Today, those meanings unfold not only around kitchen tables but also across screens, feeds and platforms, where food has become a dominant visual language. It’s shaped as much by cultural tradition as by global food industries and soft forms of imperialism.
This idea is central to the work of Dina Salha, communications professor and editor of Visual Hunger, a new academic journal exploring the intersection of food, culture and media.
“There’s always been a connection between the food we eat and the stories we tell,” she says. “Our ancestors painted pictures of the hunt on the walls of their caves. The Trojan War started because of an apple.”
Digital food culture dominates life online — and off
If food is a visual language, the internet is now its loudest and most influential amplifier. Celebrity chefs, competitive cooking shows, recipes, reviews and influencers — including mukbang performers who overeat to dangerous degrees — serve an all-you-can-stream buffet designed to satisfy our visual cravings.
Digital food culture influences our offline lives, too. Nearly 8 in 10 Americans decide what to cook based on what’s trending online. Restaurant phrases such as “Yes, chef!” are now part of everyday language thanks to the popular streaming series The Bear and director Mark Mylod’s film The Menu.
Looking for meaning in mukbang
These trends have implications beyond entertainment, says Salha. As food becomes ever more central to digital culture, it also becomes a powerful means to examine how we think about sustainability, identity and global food systems.
“We need to engage critically with the media’s visual hunger for food consumption at local and global levels,” she says.
Her students have taken up that challenge with the enthusiasm of a MasterChef finalist. This year’s class has deconstructed the Chinese government’s crackdown on mukbang videos (part of a campaign to discourage food waste), explored depictions of home cooking in settler colonial contexts and examined the recasting of traditional dishes as competitive endeavours in the Turkish version of MasterChef.
“I’d never thought about how food and media could exist in the same space, so I was immediately intrigued when I saw the course,” says Bianca Polcari, a contributor to Visual Hunger. “I wanted to learn about the intersection of the two ideas, especially since I had long believed that they could never truly intersect.”
“Nothing screams hyper-capitalism more than making money off stuffing yourself with food,” adds student and contributor Drew Williamson. “I’m fascinated to explore the attractive elements of watching a gluttonous display and analyzing what it signifies about our era.”
“Food is intrinsic to our social and cultural structures.
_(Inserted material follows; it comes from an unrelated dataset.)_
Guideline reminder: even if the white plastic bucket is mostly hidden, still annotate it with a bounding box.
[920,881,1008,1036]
It’s how we communicate identity, power, memory, belonging — the whole range of human experience.”
Dina Salha
Eating in class isn’t just encouraged — it’s mandatory
Food is front and centre in Salha’s course, quite literally. Alongside readings and conference planning, students must also build a seminar around a food item that holds special significance to them — and bring samples to share with classmates.
“It can be any kind of food. A stick of gum would count,” Salha says. “What’s key is that students present it from within the context of their own experience.”
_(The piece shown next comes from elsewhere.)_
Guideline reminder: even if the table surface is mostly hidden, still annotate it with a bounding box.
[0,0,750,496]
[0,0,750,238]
For Salha, who grew up immersed in Lebanon’s rich culinary culture, eating together removes the barriers between teachers and learners. That leads to more personal reflections and more insightful group conversations.
“I try to reproduce the community aspect of food to help students feel more comfortable sharing their views,” she explains.
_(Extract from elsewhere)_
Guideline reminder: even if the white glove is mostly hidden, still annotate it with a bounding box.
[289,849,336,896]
Students appreciate the approach, even if it adds to their workload.
“This classroom is where I’ve felt the most aligned with other people in terms of my values,” says Shems Benmosbah.
“Food is a gateway to a deeper understanding of your peers and the material,” adds Polcari. “Eating together immersed us in our learning and created conversations about the significance of food in our everyday lives.”
A thorny wild plant raises thorny cultural issues
Even topics unrelated to students’ own experiences can elicit insightful reflections. This was the case after a recent screening of the 2022 documentary Foragers. The film explores tensions between elderly Palestinians in the Golan Heights who risk fines and jail time to harvest akkoub (a thorny plant also known as Gundelia that’s akin to an artichoke) for their traditional cooking, in defiance of Israeli agriculture protection laws.
Salha says the laws are typical of a settler colonial system organized to assert control over Indigenous land, ecological knowledge and traditional foodways.
“It was visceral to witness,” says Benmosbah. “Of course, these awful things happen, and we know what side people are on, but it’s still distressing.”
The film offered a stark example of how food traditions collide with questions of land, authority and survival, and how culinary practices can become acts of resistance.
Studying the complexity of human experience
In the “Queens” episode of his show Parts Unknown, the late globetrotting chef Anthony Bourdain said, “When someone cooks for you ... they are telling you about themselves: where they come from, who they are, what makes them happy.”
For Salha and her students, this sentiment captures the heart of their learning. Applying a critical lens to the stories we tell each other through cooking and eating reveals how food can yield remarkable academic discoveries.
“Food is intrinsic to our social and cultural structures,” says Salha. “It’s how we communicate identity, power, memory, belonging — the whole range of human experience. There’s nothing you can’t talk about through food.”